1.朝の恒例行事(1)

文字数 1,842文字

 朝八時、枕元に置いたスマホのアラームが鳴る。
 ダラダラとベッドから起き上がり、俺は半分寝たままバスルームに向かい、そこでシャワーを浴びながらついでに顔を洗い、服を身に着けた。
 以前は起き抜けにとりあえずテレビを付け、朝の身支度と簡素な朝食を済ませていたのだが、二ヶ月ほど前に "メゾン・マエストロ" で暮らし始めてから、身支度を整えたらシノさんのペントハウスに行くのが習慣になっているのだ。
 俺こと多聞(たもん)蓮太郎(れんたろう)と、シノさんこと東雲(しののめ)柊一(しゅういち)の馴れ初めを話始めたら、それこそ夕方になってしまうので、ここでは割愛する。
 とりあえず、メゾン・マエストロとは、シノさんの持ちビルである "キングオブロックンロール神楽坂ビル" 内の賃貸の名称だと、理解してくれていれば、それでいい。
 ちなみに、シノさんは俺の幼馴染で、想い人でもある。

 このふざけているとしか思えない "キングオブロックンロール神楽坂ビル" という名称は、驚くなかれ、登記もされている。
 もちろん命名はシノさんだ。
 だがビルそのものに、この名称は明記されておらず、更にこの名称になったのはシノさんがオーナーになってからだから、ご近所からは「あそこの赤いビル」を略して "赤ビル" と呼称されている。
 郵便物ですら "赤ビル5階" とかで届いてしまうので、ぶっちゃけこの正式名称を知っているのは、身内だけなんじゃないかと思う。

「おはよう、シノさん」

 ペントハウスには施錠がされていないので、俺は勝手知ったるナントカで中に入り、寝室で未だ朝寝坊を満喫しているシノさんを起こす。

「なんだよ〜、まだいーじゃんか」
「良くないの。ほら、起きて。敬一クンと、シノさんのコトちゃんと起こすって、俺は約束してるんだから!」
「ん〜、も〜、ケイちゃん余計なコトを…」

 会話に出てきた "ケイちゃん" こと中師(なかつかさ)敬一(けいいち)クンは、シノさんの義弟(仮)だ。
 なぜ(仮)なのかと言うと、彼はシノさんの母である椿(つばき)サンの再婚相手の中師氏の連れ子で、しかもシノさんと中師氏は養子縁組をしていないために、DNA的にも、書類的にも、実際のところは全くの赤の他人だからだ。
 とはいえ一応 "実母の義理の息子" なので、義弟(仮)となっている。

 敬一クンは、この春に大学に進学したのだが、進路に関して父親と意見が合わず、自分の進路を貫き通した結果、半ば家を飛び出すような形になってしまった。
 容姿端麗にして文武両道な敬一クンは、日焼けした小麦色の肌が似合う素晴らしい体格の持ち主で、目鼻立ちがかなりはっきりしているイケメン…というよりは、むしろ古式ゆかしい "二枚目" って言葉のほうが似合う美男子だ。
 だが美男子ってのは往々にして年齢不詳なもので、敬一クンもまた18歳と言われると首を傾げるような、良く言えば大人びた、悪く言えば老けた外見をしている。
 俺なんて初対面の時にはてっきり20代後半かと思ったのだが、どうも本人はそれを微妙に気にしているみたいなので、基本的にこの話題は避けている。
 このデキすぎているぐらいデキている敬一クンは、反面世情というか、俗世間的な常識には疎いらしく、それを心配した椿サンから「弟の面倒を見ろ!」とシノさんに厳命が下されたらしい。

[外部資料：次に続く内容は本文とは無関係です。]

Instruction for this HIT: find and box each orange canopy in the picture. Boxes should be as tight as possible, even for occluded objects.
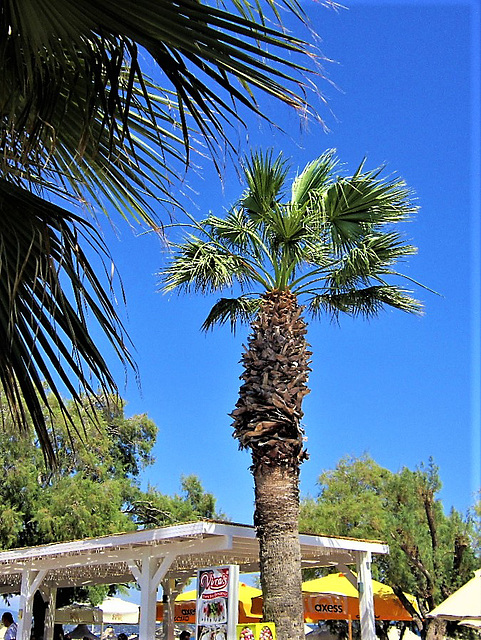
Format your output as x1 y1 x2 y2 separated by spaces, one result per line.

 実は俺とシノさんの生活がすっかり一変しちゃったのは、この敬一クンに端を発している。
 椿サンからの司令である「弟の面倒を見ろ!」に従ったわけではないのだが、シノさんの性根というか、好みの傾向は椿サンに似ている。
 故に、椿サンお気に入りの敬一クンは、シノさんにも気に入られて、東京での下宿先がてっきり赤ビルのペントハウスに決定しちゃったのだ。

 俺とシノさんは幼馴染で、どっちも地元はここなのだが、俺は母親と姉妹しかいない女所帯の実家が窮屈だったので、家賃3万8000円で1Kのアパートを借りて暮らしていた。
 シノさんは元々、椿サン共々父方の祖母(椿サンにとっては姑)と一緒に借家暮らしをしていたのだが、椿サンが再婚し、おばあちゃんが亡くなった(あと)に、突然サッカーくじの高額当選をしちゃったのだ。
 その当選金で、地元じゃ "おばけビル" として有名だったこのオンボロビルを買い、ビルの一階で念願のアナログレコードの中古買取販売店をオープンした。